Several clinical and epidemiological studies have used the PAI score system in the evaluation of periapical status [13, 16, 30, 31]. In this study, the treatment protocols of the original studies were similar. Calibrated observers analyzed the radiographs. Therefore, pooling several prospective clinical studies may be a good alternative to otherwise expensive and long-lasting studies. A limitation of this study was the substantial reduction of teeth at the recall appointments. The reasons for patients not appearing or the reason for the number of extracted teeth were not controlled, as the primary interest was in the temporal chances of the periapical status as it is visible in practical circumstances. While there may be bias due to the dropouts, the descriptive analysis of the healing pattern that was performed should not be affected to any great extent. Moreover, no comparison within groups, which could have been affected by drop-outs, was made in this study.
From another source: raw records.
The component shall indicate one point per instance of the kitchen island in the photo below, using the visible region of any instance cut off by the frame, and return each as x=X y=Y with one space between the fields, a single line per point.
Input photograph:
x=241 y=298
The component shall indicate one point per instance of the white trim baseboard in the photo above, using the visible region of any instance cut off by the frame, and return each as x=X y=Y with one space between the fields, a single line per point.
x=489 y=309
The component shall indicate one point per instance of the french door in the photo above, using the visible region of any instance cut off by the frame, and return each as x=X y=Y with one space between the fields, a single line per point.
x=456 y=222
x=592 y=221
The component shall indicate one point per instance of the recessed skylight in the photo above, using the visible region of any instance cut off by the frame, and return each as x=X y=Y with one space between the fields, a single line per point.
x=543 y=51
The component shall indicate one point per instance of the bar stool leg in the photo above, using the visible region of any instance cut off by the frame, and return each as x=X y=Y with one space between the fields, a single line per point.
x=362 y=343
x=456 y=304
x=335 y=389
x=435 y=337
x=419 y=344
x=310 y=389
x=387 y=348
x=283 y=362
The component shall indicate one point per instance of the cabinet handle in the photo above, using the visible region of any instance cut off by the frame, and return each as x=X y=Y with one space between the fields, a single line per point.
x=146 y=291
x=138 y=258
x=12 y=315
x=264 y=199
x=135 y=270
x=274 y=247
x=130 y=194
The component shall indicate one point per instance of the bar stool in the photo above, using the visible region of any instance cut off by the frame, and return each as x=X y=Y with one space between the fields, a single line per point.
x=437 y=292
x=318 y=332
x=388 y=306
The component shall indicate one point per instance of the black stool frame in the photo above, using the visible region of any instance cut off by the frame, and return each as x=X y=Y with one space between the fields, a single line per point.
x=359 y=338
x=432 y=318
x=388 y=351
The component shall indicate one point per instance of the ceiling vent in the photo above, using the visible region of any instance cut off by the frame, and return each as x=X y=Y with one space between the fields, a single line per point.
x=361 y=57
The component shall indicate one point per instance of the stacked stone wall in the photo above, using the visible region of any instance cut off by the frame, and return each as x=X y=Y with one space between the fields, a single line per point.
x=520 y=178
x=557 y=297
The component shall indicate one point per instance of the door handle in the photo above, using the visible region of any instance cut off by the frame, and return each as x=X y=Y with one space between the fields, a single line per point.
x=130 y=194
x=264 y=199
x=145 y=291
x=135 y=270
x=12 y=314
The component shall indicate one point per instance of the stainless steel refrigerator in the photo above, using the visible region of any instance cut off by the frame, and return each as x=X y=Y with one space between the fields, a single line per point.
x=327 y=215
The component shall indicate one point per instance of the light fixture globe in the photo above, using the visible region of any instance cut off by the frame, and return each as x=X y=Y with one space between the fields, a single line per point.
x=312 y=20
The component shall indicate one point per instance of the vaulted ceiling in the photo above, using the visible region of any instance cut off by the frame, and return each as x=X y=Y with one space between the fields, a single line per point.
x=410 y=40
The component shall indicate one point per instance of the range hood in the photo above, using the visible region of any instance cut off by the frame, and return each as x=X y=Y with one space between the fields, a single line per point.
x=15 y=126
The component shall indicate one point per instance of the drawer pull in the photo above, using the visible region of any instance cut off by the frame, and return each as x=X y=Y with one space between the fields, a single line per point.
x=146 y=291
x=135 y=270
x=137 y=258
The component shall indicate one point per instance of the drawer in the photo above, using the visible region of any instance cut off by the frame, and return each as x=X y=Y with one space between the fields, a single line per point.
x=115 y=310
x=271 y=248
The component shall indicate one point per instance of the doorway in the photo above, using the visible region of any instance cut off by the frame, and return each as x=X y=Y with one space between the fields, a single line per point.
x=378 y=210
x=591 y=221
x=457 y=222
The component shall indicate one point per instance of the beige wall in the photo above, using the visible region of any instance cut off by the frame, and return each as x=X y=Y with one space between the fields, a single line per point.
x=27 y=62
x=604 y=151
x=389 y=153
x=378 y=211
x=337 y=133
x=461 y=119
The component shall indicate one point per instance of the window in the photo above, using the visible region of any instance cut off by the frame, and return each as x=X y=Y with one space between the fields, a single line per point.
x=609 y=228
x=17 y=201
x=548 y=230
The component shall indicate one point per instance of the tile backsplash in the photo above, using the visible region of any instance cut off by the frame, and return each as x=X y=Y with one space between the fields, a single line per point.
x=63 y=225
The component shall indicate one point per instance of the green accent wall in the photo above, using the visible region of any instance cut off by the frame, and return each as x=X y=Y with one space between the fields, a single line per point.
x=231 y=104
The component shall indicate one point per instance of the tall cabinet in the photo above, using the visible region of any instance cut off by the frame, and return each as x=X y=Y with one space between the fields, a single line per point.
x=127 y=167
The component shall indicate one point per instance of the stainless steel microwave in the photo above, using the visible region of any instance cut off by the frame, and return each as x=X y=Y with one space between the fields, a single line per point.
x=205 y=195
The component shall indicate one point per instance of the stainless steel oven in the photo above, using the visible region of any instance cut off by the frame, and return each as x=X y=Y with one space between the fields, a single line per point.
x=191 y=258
It may still be hypothesized that drop-outs from control appointments may shift results towards a more favorable outcome, as teeth with problems might be less likely to be picked up. In this context, the results for teeth with PAI scores 3 to 5 at start shown in Fig. 1 are of particular concern: complete healing (ending with a PAI score of 1 or 2) was in the order of 75 %. Even when just a reduction in PAI score was used as a criterion for success, a favorable outcome was found only in about 85 %.

In conclusion, based on data obtained with periapical radiographs, changes after 2 years affect only marginally overall evaluations of periapical health in groups of teeth. For teeth with apical periodontitis a first postoperative control 3 months postoperatively can be recommended. The period from 6 months to 2 years seem suitable for outcome studies. Preoperatively healthy teeth may not need follow-up, and are poorly suitable for follow-up studies of clinical variables. A differential response of specific tooth types cannot be ruled out; particularly, upper lateral incisors may show a different healing pattern compared to other tooth types.